I am touched by the vulnerability and courage of Joan Rivers (PEOPLE, Oct. 27). Although Joan may at first look like an aggressive workaholic, she still comes through as a woman who has all the qualities of femininity. Too tasteless? Too polite? Maybe, and who cares? Thanks, Joan, for being so real.
Carolyn M. Lowrey
Cedar Ridge, Calif.
It's great going off to dreamland now, laughing rather than being bored to sleep or feeling depressed about the world situation by watching the late news. Too bad Joan Rivers can't also have a morning show to entertain us while the other show hosts are "solving" the world's problems. Keep us smiling in D.C., Joan, we need you.
Barbara E. McConaghy
Joan Rivers rarely uses any new material and does not act like herself during the program. Either she gets some new material or I switch back to Johnny and Ed.
Enough already about the talk show "wars." Let's sit back and enjoy hearing Joan talk. Having a live show every night is like going to a party. You never know what's going to happen.
New York City
Since that first night, my husband and I kiss the news goodbye and say hello to Joan. When her show is over, I look at my husband and say, "Johnny who?" Keep up the great work, Joan!
As a police officer and a former nurse, I have received only admiration and cooperation from the men in blue and from citizens. This once macho profession is indeed a secret society, a brave brotherhood whose feelings for each other rival those of any club. Thanks to Mark Baker and to PEOPLE for showing our lives in words.
In 1976 I was 18 years old and wild, and I ended up in jail. But the most important thing is the words the cop who arrested me said: "Stop now, or this is what you can look forward to for the rest of your life." Let me tell you, I grew up in a matter of seconds. All I can say is thank God for these men and women who risk their lives for us. And to that street cop who gave me back my future, thank you.
Everyone criticizes the police, but if it weren't for police, just think how much worse this world would be. Policemen and policewomen are human beings just like everyone else. Let's stop thinking of them as the bad guys and start to give them the credit that's long overdue.
Great Peace March
The pictures and captions of the Great Peace March for Global Nuclear Disarmament left me in awe. I praise these strong and courageous people for "planting seeds of peace all along the way." Bless these remarkable people on their journey.
Leslie A. Smith
The 11-page photo essay was one of your most outstanding stories. It is a perfect example of the statement "A picture is worth a thousand words." One does not have to agree with the marchers' cause to have enjoyed the story, but they must indeed be praised for their tenacity and courage. Thanks to Jeff Share for his exceptional photos and to you for making me more aware of what the peace marchers have endured.
Beverly Hills, Calif.
While the Peace March had its triumphs and despairs, it has also had its tragedies. My daughter, Cynthia, 24, who was with the march from the beginning, died from an automobile accident April 25, while they were walking through southern Utah. Her sacrifice to the march and to world peace has been little noted; however, I hope it will be found to have significance in some way.

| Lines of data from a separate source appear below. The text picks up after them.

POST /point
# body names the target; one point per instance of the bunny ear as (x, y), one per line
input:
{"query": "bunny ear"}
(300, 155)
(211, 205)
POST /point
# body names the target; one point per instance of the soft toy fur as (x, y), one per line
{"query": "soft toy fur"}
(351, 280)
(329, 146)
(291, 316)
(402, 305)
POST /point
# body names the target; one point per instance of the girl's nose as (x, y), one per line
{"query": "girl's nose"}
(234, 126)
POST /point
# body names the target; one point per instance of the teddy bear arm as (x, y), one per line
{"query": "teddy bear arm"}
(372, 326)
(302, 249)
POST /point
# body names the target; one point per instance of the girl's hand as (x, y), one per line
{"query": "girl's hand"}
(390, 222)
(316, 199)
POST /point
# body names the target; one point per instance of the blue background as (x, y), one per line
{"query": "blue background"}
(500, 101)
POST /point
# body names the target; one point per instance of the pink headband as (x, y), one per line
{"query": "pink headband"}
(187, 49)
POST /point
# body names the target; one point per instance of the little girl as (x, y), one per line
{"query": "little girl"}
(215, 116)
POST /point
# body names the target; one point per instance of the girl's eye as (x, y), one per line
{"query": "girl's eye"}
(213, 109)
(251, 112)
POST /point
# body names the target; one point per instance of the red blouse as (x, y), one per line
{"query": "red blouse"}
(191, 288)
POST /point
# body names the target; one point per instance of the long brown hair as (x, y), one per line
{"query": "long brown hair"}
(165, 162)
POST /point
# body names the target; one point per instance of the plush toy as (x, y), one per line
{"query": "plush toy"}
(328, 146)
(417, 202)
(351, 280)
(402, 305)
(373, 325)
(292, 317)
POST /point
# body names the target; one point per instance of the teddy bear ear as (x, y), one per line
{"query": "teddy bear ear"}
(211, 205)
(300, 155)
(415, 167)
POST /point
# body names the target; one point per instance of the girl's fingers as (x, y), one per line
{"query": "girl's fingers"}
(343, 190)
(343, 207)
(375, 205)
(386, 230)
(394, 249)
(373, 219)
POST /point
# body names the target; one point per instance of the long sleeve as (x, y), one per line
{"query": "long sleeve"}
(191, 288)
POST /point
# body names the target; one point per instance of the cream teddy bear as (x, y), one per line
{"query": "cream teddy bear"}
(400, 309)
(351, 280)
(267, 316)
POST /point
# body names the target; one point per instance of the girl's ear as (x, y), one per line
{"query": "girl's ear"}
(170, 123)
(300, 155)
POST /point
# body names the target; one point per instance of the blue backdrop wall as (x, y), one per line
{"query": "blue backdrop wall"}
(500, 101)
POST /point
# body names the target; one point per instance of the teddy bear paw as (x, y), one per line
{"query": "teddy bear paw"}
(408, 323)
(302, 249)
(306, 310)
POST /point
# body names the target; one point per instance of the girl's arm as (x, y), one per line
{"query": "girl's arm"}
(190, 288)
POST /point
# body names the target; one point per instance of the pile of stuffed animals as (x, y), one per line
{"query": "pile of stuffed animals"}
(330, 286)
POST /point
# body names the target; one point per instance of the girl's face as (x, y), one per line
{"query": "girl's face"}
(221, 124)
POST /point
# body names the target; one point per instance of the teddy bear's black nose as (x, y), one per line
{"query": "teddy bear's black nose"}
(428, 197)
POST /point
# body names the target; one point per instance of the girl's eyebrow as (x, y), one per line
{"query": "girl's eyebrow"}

Rancho Palos Verdes, Calif.
Mrs. Reagan once said, "Drugs ruin the hopes and dreams of all children." True. Her husband's nuclear arms race ruins the hopes and dreams of everyone. May God bless everyone who has supported, walked and helped the Peace March.
Congratulations on your article. What touched me most was Rick Nelson's children. It was so refreshing to have a story that didn't slam Rick. Instead it gave insight into what life was like for his children and how they've stuck together through tragedy. I'll look forward to seeing the Nelsons on TV, in movies and listening to their records. They are carrying on with the great Nelson tradition: warm, family entertainment.
Say it isn't so! Tell me that isn't Olivia de Havilland baring her ample vintage bosom in the Jacuzzi article. I haven't been so offended since you forced me to gaze at Rodney Dangerfield's rump. I can't understand why such a genteel actress would pose for that picture, much less allow it to be used in a national magazine. Has Ms. de Havilland lost her marbles as well as her bathing suit? What would Ashley say, my dear?
Joyce R. Slater
If I read another word about Jane Pauley, I think I'll scream! Big deal—she's got three children. My mother had six, worked, entertained...and could leap tall buildings in a single bound!